А что я знал о командире? Мы готовились параллельно. Конечно, посматривали, как готовятся дублеры. Это стимулировало. Мы вместе летали на всякие тренировки: по решению визуальных задач, по навигации, по отработке операции "выход". Невольно мы наблюдали друг за другом. Кто лучше делает какой-то элемент, кто тщательнее пытается понять что-то при визуальных наблюдениях. Естественно, что я видел в деле и Лешу Попова. Не применительно к себе. Ведь он был тогда в дублирующем экипаже. Я просто смотрел. И он мне еще тогда нравился. Спокойствием и уверенностью. Знаниями и какой-то мягкой теплотой в обращении с остальными ребятами из отряда космонавтов. Контактностью и желанием все спорные вопросы решить с наименьшими потерями. В общем, он запоминался.

И когда появилось это неожиданное предложение, я, взвесив все "за" и "против", решил, что в таком сочетании мы можем отработать программу.

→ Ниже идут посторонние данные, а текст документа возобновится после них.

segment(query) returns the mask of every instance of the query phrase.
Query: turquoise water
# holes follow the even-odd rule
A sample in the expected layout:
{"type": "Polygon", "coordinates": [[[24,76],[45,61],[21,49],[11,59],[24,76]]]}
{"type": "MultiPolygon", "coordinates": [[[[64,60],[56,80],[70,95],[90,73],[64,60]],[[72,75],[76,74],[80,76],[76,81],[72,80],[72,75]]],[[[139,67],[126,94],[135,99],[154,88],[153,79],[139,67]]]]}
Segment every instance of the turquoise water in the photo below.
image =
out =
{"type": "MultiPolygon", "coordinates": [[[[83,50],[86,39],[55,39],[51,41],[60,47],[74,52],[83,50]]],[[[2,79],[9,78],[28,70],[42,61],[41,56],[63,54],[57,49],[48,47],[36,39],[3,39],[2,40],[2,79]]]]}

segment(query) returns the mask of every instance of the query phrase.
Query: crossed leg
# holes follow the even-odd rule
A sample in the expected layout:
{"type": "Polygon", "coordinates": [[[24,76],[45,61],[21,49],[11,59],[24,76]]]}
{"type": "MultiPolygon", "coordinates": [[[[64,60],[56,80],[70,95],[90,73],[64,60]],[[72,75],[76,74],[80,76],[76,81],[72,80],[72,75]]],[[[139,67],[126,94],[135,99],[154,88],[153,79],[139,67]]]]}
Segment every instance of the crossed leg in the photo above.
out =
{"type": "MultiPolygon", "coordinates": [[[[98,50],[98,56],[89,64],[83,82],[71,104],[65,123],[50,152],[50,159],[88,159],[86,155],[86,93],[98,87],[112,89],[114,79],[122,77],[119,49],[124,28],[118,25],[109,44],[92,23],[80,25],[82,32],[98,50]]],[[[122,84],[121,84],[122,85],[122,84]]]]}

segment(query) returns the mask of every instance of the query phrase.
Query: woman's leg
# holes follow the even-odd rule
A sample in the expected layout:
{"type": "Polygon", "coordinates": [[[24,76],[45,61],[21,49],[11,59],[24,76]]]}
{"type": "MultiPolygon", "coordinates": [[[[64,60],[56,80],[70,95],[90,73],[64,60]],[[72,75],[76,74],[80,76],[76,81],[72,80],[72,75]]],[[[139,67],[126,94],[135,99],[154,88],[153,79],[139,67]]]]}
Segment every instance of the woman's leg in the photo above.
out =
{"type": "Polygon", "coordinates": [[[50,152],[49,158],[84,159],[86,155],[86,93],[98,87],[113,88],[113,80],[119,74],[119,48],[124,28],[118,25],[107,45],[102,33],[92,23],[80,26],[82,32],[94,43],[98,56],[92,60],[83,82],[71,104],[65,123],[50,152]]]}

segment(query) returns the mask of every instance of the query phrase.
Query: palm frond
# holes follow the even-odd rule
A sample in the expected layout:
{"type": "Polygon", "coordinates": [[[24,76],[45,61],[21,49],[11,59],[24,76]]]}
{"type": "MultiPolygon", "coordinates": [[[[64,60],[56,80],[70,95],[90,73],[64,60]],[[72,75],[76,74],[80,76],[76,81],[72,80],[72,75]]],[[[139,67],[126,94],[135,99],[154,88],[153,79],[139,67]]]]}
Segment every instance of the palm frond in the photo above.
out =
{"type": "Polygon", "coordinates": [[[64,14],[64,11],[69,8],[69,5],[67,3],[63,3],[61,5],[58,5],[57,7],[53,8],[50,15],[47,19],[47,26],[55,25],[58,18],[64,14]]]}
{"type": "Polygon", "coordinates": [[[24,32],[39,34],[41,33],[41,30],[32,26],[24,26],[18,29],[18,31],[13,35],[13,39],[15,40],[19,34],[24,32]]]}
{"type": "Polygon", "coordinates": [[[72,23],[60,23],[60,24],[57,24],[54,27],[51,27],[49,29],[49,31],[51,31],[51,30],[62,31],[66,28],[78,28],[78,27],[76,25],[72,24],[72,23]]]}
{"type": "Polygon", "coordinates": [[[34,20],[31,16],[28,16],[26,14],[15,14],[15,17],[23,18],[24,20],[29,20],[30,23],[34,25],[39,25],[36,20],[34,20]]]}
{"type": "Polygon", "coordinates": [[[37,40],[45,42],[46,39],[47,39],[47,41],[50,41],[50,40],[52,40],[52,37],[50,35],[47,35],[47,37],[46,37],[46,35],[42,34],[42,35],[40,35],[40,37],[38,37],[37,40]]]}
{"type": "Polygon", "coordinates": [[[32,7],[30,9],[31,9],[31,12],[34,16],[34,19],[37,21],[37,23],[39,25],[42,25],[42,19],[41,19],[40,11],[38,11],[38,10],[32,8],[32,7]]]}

Но был еще вопрос с домашними. Они, естественно, никаких восторгов не выразили. И жена Наташа, и мама просто заплакали, и вид у них был такой, как будто мне нужно было идти на казнь. Дети тоже были решительно против. Сразу срывались все их планы проведения летних каникул. Длительные разъяснительные беседы с Наташей несколько сняли остроту, но не убедили ее в необходимости моего участия в таком полете. Понять ее было можно. Она только что пережила 175-суточный полет со всеми его нюансами. А ведь у нее еще есть и своя работа, и двое наших детей требуют постоянного внимания и заботы. Я, конечно, понимал, что ей будет нелегко, но такая у нас работа, и жена космонавта должна уметь переносить все тяготы не только своих забот, но и нашей работы. Если говорить честно, то мне всегда казалось, что нашим близким, остающимся на Земле, гораздо тяжелее, чем нам, улетающим на свою работу.